The thing that gets me excited is that we’re in this explosion of online communities right now. I can’t even predict half of the communities that are coming in. We have communities like Future Founders and other fellowships and university programs, and those are cool. But we also have really weird ones. One of my favorite ones we have is a community for people that own cats and dogs, and your cats and dogs are fighting with each other. That’s the community! They have all of these training programs to help train your cats and dogs to stop fighting with each other. It was started by somebody who was a former pet trainer, and she wanted to scale the work that she was doing. And so she started building a community and now she charges $99 a month to join and she has a substantial number of members that are happily paying this. It’s fascinating!
My girlfriend gives me a lot of crap for this. She’s like, “you’re never gonna be satisfied”. And I’m probably not. I was very fortunate to grow up upper middle class. I’ve never really had issues with money. So me growing up and getting to this point, money has not really been a big issue for me.
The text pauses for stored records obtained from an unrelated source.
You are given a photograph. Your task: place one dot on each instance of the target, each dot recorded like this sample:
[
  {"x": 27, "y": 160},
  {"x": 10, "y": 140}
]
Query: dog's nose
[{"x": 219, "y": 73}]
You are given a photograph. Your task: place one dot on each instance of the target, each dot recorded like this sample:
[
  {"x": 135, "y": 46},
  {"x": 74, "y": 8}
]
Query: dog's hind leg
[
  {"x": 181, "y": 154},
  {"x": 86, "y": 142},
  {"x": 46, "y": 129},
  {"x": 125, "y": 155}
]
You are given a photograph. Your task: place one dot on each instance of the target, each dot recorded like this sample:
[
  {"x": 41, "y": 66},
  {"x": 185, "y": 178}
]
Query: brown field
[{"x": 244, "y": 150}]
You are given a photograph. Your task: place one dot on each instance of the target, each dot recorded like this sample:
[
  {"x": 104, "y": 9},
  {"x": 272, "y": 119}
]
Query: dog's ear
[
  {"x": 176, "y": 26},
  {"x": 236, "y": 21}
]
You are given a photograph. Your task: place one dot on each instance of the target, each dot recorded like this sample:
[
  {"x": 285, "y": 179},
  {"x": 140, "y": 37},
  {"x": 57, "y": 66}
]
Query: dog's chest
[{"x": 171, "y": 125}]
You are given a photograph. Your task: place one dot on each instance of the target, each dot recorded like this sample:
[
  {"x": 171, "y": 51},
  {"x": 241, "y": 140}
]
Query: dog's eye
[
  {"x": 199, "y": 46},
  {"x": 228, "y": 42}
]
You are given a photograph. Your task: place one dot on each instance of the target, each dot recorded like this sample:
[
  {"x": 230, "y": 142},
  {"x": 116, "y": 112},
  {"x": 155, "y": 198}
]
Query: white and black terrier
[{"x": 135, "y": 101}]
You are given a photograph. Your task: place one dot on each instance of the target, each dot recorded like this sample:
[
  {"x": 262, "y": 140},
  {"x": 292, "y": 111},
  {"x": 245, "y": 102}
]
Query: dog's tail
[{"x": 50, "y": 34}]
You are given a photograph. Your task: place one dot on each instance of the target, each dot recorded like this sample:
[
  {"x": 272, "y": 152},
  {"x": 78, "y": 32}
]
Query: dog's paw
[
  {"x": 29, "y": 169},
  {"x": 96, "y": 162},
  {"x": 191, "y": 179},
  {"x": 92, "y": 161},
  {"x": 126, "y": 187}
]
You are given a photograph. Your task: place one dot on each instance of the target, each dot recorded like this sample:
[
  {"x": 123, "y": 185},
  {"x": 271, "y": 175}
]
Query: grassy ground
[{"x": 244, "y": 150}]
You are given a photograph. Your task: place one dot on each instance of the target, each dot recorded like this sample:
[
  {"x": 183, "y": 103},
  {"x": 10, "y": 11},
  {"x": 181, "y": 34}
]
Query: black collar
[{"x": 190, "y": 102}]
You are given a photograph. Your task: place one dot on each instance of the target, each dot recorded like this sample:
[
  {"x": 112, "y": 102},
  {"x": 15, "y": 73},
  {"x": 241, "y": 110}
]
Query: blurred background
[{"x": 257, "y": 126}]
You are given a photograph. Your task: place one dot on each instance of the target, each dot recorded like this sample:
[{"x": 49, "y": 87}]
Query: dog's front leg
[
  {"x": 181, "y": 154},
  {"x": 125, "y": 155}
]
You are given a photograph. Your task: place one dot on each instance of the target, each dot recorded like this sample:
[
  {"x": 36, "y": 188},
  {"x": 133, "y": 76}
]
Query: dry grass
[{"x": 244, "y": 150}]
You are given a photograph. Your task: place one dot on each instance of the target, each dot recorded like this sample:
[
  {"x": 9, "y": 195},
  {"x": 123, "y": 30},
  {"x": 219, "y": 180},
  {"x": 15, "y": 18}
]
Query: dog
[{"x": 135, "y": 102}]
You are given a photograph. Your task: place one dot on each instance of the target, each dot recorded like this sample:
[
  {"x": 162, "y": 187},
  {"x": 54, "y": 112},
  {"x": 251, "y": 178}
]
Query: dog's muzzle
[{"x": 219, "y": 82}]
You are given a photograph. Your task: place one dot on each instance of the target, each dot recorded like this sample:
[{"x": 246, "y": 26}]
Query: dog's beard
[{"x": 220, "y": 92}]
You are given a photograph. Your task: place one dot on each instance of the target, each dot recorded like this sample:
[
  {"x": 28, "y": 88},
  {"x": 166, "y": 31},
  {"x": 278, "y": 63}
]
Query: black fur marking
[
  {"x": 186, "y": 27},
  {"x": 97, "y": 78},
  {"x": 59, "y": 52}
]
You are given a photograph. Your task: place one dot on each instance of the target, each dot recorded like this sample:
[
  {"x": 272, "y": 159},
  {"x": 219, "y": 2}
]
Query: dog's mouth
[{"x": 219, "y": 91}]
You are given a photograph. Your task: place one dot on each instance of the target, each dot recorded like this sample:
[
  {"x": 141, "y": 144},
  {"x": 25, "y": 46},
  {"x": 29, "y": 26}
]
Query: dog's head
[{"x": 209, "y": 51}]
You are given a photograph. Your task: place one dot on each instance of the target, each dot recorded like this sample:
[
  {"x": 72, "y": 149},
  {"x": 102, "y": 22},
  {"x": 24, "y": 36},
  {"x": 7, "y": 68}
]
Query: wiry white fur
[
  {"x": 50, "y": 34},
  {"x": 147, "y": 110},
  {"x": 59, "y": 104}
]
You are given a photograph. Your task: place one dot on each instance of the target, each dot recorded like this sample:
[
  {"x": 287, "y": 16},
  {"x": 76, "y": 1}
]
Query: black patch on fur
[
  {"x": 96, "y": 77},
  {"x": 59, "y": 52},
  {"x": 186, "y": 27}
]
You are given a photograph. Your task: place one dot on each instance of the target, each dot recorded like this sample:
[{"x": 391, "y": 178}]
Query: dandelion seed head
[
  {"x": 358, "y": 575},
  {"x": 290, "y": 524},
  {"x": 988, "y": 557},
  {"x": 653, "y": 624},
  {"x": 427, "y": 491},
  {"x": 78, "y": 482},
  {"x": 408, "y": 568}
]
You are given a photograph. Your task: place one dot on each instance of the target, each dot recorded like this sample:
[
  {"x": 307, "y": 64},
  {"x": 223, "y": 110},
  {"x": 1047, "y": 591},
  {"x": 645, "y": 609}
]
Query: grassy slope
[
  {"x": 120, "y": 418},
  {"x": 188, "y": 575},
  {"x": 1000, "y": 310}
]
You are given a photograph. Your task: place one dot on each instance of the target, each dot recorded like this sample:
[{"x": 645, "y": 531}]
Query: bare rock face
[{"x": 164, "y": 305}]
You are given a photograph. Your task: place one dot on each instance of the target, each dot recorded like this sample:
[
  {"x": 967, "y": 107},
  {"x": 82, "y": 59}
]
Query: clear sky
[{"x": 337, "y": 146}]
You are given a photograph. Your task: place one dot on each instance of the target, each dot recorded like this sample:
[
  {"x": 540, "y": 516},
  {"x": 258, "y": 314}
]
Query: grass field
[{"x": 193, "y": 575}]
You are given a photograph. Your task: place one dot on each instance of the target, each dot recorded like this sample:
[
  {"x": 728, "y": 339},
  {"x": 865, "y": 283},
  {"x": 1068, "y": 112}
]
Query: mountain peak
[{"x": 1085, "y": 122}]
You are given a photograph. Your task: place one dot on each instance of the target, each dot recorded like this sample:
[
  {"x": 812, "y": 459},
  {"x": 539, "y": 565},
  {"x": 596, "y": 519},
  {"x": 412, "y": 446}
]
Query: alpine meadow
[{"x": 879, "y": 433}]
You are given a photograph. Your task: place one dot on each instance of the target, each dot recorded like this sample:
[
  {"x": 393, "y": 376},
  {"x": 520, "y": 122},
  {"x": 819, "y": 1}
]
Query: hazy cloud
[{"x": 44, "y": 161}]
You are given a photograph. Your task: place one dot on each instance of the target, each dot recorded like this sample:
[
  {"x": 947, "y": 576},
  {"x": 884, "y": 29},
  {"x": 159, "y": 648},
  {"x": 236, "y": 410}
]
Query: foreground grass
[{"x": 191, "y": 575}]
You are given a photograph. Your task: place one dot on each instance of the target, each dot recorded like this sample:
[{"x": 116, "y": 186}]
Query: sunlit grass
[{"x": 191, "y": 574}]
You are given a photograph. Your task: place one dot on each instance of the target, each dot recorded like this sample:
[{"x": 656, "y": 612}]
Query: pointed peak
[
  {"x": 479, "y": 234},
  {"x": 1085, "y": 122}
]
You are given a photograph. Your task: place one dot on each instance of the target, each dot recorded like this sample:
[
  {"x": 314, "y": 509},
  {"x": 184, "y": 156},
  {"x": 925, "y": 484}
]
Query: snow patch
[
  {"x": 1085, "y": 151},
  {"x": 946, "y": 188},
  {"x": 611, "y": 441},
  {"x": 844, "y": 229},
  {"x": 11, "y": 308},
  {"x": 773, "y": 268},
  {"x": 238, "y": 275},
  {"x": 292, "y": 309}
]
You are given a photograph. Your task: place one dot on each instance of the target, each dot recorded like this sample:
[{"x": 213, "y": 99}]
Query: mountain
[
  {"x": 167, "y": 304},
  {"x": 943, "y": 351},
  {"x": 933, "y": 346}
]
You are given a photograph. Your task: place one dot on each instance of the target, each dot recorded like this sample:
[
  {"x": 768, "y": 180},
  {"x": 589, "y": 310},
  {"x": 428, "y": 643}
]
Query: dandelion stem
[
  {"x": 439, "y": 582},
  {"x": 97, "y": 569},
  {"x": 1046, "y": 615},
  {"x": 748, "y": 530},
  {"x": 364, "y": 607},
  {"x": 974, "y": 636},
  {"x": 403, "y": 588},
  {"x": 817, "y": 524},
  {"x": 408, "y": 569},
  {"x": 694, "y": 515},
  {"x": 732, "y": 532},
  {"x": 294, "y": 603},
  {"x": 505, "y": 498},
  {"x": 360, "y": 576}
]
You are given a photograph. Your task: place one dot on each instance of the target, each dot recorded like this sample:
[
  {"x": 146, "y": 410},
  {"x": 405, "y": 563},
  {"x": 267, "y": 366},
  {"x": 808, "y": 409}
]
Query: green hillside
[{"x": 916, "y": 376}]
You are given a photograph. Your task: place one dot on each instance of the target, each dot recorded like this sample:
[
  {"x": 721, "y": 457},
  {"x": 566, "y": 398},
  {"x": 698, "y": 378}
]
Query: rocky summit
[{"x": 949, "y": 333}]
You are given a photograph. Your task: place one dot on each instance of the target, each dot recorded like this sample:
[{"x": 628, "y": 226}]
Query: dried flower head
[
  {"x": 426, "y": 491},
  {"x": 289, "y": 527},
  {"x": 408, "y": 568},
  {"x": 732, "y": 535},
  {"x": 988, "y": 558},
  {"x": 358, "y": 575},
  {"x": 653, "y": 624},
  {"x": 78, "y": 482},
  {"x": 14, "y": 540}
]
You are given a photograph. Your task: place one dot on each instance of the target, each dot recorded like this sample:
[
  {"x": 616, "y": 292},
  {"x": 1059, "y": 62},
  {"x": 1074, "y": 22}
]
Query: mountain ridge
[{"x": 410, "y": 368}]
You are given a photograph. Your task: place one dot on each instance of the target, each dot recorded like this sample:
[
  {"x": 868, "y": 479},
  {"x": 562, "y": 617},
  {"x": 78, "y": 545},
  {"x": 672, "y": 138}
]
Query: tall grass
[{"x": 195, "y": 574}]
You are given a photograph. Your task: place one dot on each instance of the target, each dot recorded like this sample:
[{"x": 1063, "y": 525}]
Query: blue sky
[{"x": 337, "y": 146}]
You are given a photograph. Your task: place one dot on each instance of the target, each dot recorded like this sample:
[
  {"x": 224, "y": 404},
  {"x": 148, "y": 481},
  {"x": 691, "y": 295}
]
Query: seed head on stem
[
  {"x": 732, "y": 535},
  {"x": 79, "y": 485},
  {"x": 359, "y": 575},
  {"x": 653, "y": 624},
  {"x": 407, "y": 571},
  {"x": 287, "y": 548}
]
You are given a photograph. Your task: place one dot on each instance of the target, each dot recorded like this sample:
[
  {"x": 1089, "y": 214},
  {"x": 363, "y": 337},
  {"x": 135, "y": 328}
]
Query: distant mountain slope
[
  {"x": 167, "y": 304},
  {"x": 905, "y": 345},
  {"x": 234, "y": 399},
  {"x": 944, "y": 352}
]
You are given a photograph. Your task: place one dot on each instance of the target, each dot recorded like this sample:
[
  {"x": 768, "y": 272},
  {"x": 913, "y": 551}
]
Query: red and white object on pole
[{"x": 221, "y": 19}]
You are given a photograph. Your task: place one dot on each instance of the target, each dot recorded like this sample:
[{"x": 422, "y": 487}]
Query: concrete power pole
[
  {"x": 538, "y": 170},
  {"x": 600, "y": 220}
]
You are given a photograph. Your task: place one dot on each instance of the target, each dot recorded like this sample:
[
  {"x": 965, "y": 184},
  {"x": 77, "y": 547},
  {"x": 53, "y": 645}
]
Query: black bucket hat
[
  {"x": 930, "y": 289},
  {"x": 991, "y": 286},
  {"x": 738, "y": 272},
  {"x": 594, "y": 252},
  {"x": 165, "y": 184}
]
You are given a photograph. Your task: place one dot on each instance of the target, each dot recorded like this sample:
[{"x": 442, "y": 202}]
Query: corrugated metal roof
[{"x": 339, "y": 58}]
We want to hit a billion dollar company not because a billion dollars actually matters to us, but because of the impact that allows you to have.
I grew up Muslim in the south, and a lot of my respite and where I would go to feel at home was digital communities. So our goal is to create radically inclusive spaces on the internet where anybody can jump online and instantly find their tribe. That’s really our big metric of success – how inclusive and how accepting a space we can create on the internet.